148 P.2d 907, 64 Cal. App. 2d 420, 1944 Cal. App. LEXIS 1079
CourtCalifornia Court of Appeal
DecidedMay 19, 1944
DocketCiv. No. 7014
StatusPublished
Cited by4 cases

This text of 148 P.2d 907 (McClain v. Bercut-Richards Packing Co.) is published on Counsel Stack Legal Research, covering California Court of Appeal primary law. Counsel Stack provides free access to over 12 million legal documents including statutes, case law, regulations, and constitutions.

Bluebook
McClain v. Bercut-Richards Packing Co., 148 P.2d 907, 64 Cal. App. 2d 420, 1944 Cal. App. LEXIS 1079 (Cal. Ct. App. 1944).

Opinion

ADAMS, P. J.

This is an action to recover a balance alleged to be due to plaintiff for pears sold to defendant during the canning season of 1941. Plaintiff in his complaint alleges that he entered into a contract to sell to defendant what he describes as “hail damaged” pears, at $45 per ton, that defendant paid $45 per ton for a portion of the fruit delivered, but allowed only $38.50 per ton for the balance because same was “hail damaged”; and plaintiff contends, first, that defendant was bound by the contract to pay $45 per ton for all the pears delivered, and, second, that it is estopped from claiming that the contract provided that the pears should be free from “hail damage.” The contract, copy of which is attached to the complaint as an exhibit, was the standard form adopted by the Canners League of California and recites that the seller has sold, and the buyer has bought, “upon the terms and conditions expressed below and on the back hereof, the quantity, quality and variety hereinafter specified of fruit ...” Two hundred and fifty tons more or less, Bartlett Pears, at $45 per ton, inches in diameter not less than 2%, “10% Tolerance Prorate Grade.” On the back of the contract appears what plaintiff refers to as a “hidden” clause, which provides that: “1. Seller shall deliver, at point of delivery, promptly after harvesting, all fruit covered by this contract of good shape, quality, and in good condition for canning, at the state of maturity Buyer may require, free from doubles, worms, scab, frost rings, hail or rain damage, red streaks in flesh, windfalls, split pits, hard-end, black-end, mildew, decay, water berries, Spanish measles, sunburn, cracks, gum, parasites, fungi, bruises, spray residue, or other imperfections, and all fruit shall be of a color and texture suitable for canning into Choice grade as such Choice grade is generally understood in the canning trade. . . . (d) No. 1 Pears shall be 2% inches or more in diameter, shall produce two perfect peeled halves and shall be of a length not less than 1]4 times the diameter of the Pear. ’ ’

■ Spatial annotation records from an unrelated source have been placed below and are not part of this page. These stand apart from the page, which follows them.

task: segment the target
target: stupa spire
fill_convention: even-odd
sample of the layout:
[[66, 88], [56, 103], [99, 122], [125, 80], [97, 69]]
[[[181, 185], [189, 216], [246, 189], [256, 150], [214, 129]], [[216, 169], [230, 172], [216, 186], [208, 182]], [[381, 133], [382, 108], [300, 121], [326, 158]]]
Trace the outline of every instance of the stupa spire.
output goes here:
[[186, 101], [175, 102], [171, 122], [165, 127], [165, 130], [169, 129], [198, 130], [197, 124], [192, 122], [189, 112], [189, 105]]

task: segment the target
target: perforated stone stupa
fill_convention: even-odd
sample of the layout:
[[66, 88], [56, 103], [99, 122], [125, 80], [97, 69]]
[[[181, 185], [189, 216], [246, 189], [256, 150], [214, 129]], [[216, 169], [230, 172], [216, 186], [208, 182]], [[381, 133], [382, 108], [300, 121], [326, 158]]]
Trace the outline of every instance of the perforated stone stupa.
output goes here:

Plaintiff’s theory appears to be that the foregoing contract was one for the sale of pears of a “Hail Damaged [422]*422Grade,” and not “Prorate Grade” as recited therein. He alleged that defendant is estopped from denying this or from relying upon the so-called hidden clause in the contract because it knew at the time the contract was entered into that plaintiff’s pears were damaged by hail, that the contract form was furnished by defendant, that the provision that the pears should be free from hail damage was printed on the back of the contract in very small type and was not called to plaintiff’s attention, that plaintiff did not know that it formed a part of said contract, that defendant led plaintiff to believe that no such provision was in the contract, that just prior to the execution of the contract plaintiff and defendant inspected plaintiff’s orchards and defendant was informed that hail damaged pears were the only pears that plaintiff had to sell, that defendant made a thorough inspection of said crops and. commented on the fact that the pears were badly hail damaged and that in view of said hail damage he would pay but $45 per ton for same; also that at the time of the execution of the contract defendant told plaintiff that they were governed by the prorate regulations relating to Bartlett pears for the year 1941 which governed the kind of hail damaged pears that could be delivered to the canneries, and that said regulations and the words “10% Tolerance Prorate Grade ’ ’ meant that defendant was buying plaintiff’s hail damaged pears that could pass inspection. Plaintiff then alleged that he believed the said representation of defendant and was induced thereby to sign the contract; that he could have sold said pears to other parties for $45 a ton, and that he would not have entered into said contract with defendant if defendant had not led him to believe that hail ■ damaged pears was the subject of said contract; also that the contract was executed under and pursuant to the Agricultural Prorate Act [Stats. 1933, p. 1969, as amended; Peering's Gen. Laws, 1937, Act 143a], and the 1941 grade regulations on canning Bartlett pears as approved by the authorities of the State Department of Agriculture, and that all of the provisions of said act and said regulations were by law made a part of said contract.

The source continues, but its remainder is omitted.